About David Navis
Shift Happens … and is happening now.
My passion is to be leading the shift.
How long will educators continue to teach in an ancient language? Today’s digital natives have grown up with digital technology such as computers, the Internet, mobile phones and MP3. Educator’s today are digital immigrant, individuals who grew up without digital technology and adopted it later. The language they speak is no longer the same.
Is the digital gap between the haves and have nots … or is it really between the digital Natives and digital immigrants? Our educational institutions are in such desperate need of upgrading. Most schools now have some form of technology, many schools are proud of their student to computer ratios. Our hardware in place, we’re wired and ready to go. But … what happened to our leaders, our educators, are they ready to meet the challenge.
I have worked in international schools for the last 25 years. For years most of them have been wired with the latest and greatest hardware and software. Yet, they’re still at the starting gate, There has not been the expected institutional shift, the paradigm shift that needs to happen. Our leaders and classroom teachers have not received the necessary professional development necessary to compete with industry today. Our brightest and best are leaving our schools so their voice may be heard.
This is my goal, this is my passion … to help train teachers. Now is the time to make the paradigm shift. To encourage and walk with educators into the next generation of learning. It is imperative to think a whole new way, to talk a new talk, to walk a new walk with students. Educators must (not just need) to communicate with their students in a whole new way.

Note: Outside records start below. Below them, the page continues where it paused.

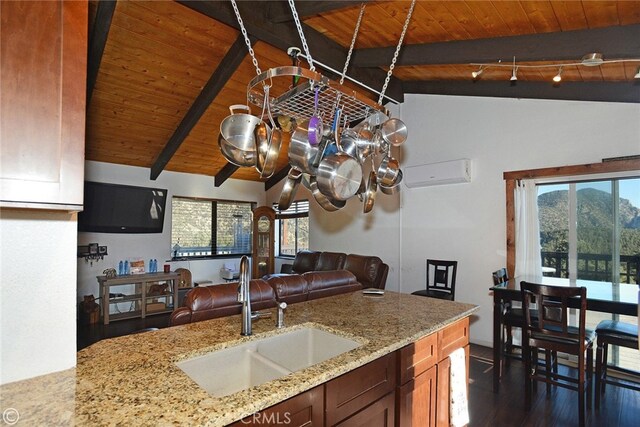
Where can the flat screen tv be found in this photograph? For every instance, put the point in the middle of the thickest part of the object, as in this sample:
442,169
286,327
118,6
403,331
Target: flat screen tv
112,208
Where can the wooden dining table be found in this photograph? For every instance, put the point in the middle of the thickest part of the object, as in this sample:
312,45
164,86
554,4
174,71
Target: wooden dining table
606,297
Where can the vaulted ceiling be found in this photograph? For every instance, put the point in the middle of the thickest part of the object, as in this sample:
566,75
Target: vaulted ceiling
163,74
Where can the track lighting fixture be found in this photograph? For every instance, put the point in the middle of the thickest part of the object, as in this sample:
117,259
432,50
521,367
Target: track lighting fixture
476,74
558,77
594,59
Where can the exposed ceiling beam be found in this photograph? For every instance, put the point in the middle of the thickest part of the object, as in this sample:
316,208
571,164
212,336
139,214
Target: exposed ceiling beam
224,174
307,9
285,35
218,79
572,91
97,42
612,42
277,177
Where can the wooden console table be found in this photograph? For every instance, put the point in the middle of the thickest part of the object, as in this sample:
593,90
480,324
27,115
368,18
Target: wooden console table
147,294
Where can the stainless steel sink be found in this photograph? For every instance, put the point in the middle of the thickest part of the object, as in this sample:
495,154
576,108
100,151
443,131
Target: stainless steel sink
233,369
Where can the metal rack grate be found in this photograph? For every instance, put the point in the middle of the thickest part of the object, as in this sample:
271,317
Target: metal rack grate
299,101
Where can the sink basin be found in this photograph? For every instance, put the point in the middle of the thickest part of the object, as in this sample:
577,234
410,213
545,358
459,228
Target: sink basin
233,369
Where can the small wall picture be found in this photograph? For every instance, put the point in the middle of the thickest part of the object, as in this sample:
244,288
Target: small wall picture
137,266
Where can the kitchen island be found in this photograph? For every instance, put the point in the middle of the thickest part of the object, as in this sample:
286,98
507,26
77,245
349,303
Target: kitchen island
134,380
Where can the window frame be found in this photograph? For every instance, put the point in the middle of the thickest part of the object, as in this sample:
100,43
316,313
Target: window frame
511,178
282,215
214,230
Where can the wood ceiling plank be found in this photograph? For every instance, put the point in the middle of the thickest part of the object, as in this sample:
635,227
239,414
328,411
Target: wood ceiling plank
628,12
462,14
235,55
515,17
456,30
570,15
224,174
488,16
541,16
601,13
178,26
97,42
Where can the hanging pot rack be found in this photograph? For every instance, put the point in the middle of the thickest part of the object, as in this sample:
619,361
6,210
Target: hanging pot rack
299,101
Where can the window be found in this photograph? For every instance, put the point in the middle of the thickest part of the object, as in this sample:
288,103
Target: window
591,229
293,228
193,234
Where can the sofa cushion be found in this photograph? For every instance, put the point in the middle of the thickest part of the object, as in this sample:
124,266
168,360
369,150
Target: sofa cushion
305,261
289,288
367,269
326,283
330,261
210,302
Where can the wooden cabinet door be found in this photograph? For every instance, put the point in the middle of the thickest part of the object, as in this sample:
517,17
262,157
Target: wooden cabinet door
353,391
416,401
303,410
378,414
443,389
43,65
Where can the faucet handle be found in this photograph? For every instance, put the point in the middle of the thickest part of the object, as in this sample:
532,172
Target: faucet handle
280,318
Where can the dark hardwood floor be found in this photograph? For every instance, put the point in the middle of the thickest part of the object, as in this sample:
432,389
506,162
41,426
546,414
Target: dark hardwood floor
619,408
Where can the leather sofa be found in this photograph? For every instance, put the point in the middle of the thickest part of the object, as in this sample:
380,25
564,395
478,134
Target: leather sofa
210,302
370,271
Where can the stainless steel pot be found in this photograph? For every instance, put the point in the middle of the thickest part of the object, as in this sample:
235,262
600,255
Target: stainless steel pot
289,189
370,194
325,202
388,171
236,156
392,189
339,176
238,129
301,153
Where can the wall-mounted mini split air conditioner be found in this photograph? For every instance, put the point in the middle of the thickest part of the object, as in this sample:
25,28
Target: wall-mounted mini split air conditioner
451,172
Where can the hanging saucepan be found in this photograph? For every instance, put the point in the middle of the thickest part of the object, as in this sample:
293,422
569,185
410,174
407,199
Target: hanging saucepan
325,202
315,122
388,171
289,189
236,156
301,153
238,129
394,131
370,194
392,189
267,149
339,176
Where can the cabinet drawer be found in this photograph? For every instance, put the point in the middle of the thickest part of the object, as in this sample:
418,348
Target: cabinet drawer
357,389
453,337
417,357
379,414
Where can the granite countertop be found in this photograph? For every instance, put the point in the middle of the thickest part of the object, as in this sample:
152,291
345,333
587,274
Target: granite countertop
133,380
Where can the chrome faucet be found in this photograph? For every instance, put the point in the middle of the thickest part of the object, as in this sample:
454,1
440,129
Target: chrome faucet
244,297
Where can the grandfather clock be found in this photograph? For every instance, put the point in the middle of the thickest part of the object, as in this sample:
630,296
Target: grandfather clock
263,237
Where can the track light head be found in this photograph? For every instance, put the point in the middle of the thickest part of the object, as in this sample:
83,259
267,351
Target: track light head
558,77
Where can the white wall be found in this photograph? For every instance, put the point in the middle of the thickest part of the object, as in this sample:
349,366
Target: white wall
466,222
156,245
37,293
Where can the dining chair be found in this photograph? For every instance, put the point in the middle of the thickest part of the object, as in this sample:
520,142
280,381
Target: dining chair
611,332
441,280
551,332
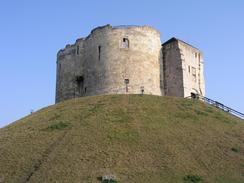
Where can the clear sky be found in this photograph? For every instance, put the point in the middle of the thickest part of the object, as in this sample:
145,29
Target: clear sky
32,31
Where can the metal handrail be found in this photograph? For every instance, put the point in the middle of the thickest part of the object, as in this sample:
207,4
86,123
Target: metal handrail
217,105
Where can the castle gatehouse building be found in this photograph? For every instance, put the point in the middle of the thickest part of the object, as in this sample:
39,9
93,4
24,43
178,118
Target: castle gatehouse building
128,60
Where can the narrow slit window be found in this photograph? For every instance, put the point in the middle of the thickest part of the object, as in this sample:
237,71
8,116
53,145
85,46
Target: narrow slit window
80,83
99,52
125,43
194,74
78,50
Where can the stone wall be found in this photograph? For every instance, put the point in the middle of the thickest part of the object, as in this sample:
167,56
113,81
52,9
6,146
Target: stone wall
111,60
183,69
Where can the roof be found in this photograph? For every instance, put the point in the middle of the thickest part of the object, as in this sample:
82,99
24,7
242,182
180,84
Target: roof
173,39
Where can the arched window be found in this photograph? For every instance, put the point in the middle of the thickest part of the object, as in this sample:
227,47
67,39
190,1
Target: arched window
125,43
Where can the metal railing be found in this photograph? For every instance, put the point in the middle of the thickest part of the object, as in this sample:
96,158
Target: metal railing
217,105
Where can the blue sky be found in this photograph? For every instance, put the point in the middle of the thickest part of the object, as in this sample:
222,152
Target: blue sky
33,31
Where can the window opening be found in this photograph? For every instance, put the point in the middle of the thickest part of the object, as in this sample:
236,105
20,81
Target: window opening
99,52
77,50
127,81
125,43
80,83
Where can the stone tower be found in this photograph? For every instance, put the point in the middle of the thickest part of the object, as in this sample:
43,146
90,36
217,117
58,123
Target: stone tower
128,60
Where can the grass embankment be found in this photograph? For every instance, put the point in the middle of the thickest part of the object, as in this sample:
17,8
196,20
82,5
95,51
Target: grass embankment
139,139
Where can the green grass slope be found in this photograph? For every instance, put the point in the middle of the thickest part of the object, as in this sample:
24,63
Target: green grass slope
139,139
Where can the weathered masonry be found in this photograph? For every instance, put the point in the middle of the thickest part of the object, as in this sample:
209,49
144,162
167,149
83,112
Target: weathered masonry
128,60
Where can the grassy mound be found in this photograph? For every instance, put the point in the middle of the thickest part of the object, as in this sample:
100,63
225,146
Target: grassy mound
137,139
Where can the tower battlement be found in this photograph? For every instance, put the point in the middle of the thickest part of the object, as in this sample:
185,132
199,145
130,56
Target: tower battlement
128,60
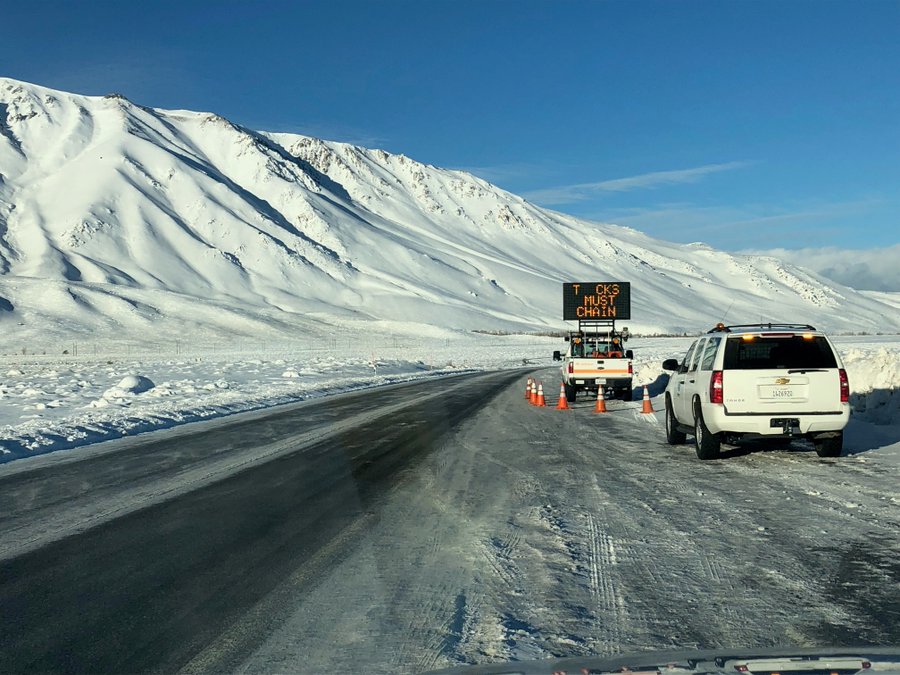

Otto was scoring 45% – 55% in his 10th grade classes. He had no drive or desire to succeed at school. Yet, he took the time to organize his friends to play games on the internet. He reserved a ‘game room’, rented a bus, organized a meeting place, refreshments, times … he did it all. It was a massive undertaking all on his own outside of school and class.
His parents asked the teacher if there was something Otto could do to help his grades. The teacher leaned back, folded her arms, and told the parents, “No.” Yet, if the parent had taken an interest in Otto and his gamers, she would have seen the real learning that was going on. She could have asked him to present his work in class, to reflect on how he could make the event even better and more successful.
Otto was a failure in her eyes. Today Otto owns a gaming company worth hundreds of thousands of dollars. Today Otto is a success in the eyes of the world.